Pain flared in his joints. It was going to rain soon. He wondered if his parent had ever had human children before him. He'd never thought to ask before.
Samuel pulled the oxygen mask away from his nose, trying to make console them. "It'll be fine," he rasped, "Remember the good times. Let go of the rest."
"Shush Sam," Father whispered, "Save your strength." No one besides his parents still called him Sam.
Dad gently pulled the mask from Samuel's wrinkled hand and placed it back over his face. The blue eyed superpower kissed his brow and smoothed the little bit of hair Samuel had left. Father clutched his hand tighter.
"How about another story?" Dad suggested, "What about the one from April Fool's in '85? Francis had convinced Uncle Mattie to dress up as a girl..."

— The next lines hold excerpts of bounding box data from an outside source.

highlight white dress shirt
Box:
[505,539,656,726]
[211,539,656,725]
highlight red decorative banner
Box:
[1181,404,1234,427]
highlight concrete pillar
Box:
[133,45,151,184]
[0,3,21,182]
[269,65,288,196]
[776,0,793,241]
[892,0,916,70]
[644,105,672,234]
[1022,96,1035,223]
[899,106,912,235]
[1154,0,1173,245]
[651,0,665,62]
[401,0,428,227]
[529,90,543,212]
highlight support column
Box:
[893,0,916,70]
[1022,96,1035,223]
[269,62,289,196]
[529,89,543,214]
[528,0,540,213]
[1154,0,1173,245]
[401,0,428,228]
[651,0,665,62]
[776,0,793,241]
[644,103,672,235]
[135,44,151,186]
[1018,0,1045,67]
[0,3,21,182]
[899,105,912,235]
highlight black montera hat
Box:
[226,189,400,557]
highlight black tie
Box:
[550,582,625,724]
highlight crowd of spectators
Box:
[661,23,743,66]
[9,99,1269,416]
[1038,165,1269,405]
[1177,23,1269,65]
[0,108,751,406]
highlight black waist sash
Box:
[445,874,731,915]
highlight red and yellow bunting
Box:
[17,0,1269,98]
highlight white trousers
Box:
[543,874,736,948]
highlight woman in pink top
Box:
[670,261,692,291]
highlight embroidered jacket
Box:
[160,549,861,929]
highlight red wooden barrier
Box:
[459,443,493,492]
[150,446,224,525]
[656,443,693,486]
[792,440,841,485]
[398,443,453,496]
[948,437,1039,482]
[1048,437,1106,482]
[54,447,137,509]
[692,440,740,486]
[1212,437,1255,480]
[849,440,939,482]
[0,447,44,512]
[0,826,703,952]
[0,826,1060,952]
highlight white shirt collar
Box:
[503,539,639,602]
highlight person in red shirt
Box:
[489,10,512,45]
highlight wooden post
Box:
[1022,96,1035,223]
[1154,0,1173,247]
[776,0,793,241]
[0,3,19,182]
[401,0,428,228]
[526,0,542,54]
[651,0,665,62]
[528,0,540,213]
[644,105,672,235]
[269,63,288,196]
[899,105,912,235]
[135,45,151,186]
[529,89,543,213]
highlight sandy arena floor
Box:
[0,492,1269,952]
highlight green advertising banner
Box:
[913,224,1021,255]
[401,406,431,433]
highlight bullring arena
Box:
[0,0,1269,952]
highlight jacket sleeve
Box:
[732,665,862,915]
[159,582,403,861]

Samuel smiled at the story remembering a tight black dress, pink scarf and white flags before dozing off.
The old man woke to his daughter, Eliza, walking in with a cup. Her dark hair was up in a pony tail and she was wearing a dark blue hoodie. His little girl always hid in oversized sweatshirts when she was scared or stressed. It made his heart ache to know he was the one upsetting her.
The smell of coffee wafted around the room. Father wrinkled his nose. Eliza smiled and took a sip. Samuel gave a wheezing chuckle behind his oxygen mask. That never got old. Samuel had inherited Father's distaste for coffee. Every time Samuel had seen Dad, the enthusiastic blonde had tried to get him to drink the stuff. Dad had force fed Samuel black cofee, espresso, frappacinos, lattes, café con leche and even coffee ice cream. Samuel didn't like any of them.
Eliza sat beside Father. The blonde nation pulled the young woman into a side hug. His family had been keeping vigil over him for the last day. It'd happen tomorrow or the next day. He could feel it. His soul was flighty. He was falling asleep more often and waking up less. The three spoke above him. It bothered him because he couldn't quite make out what they were saying. He needed to turn his hearing aid up.
Samuel turned his head to the side and stared out the window. It was overcast. He could see the spring flowers trying to poke up through the dark soil. Would he have family waiting for him in heaven? He didn't know. Again he wished he'd asked if his parents had ever had another child. He was exhausted. He'd take another nap. Before he could fully close his eyes, Samuel felt his soul slip away from his body.
Thoughts? Obviously I've never died before but from seeing family members pass I could see a scene like this happening. Did I do Samuel justice?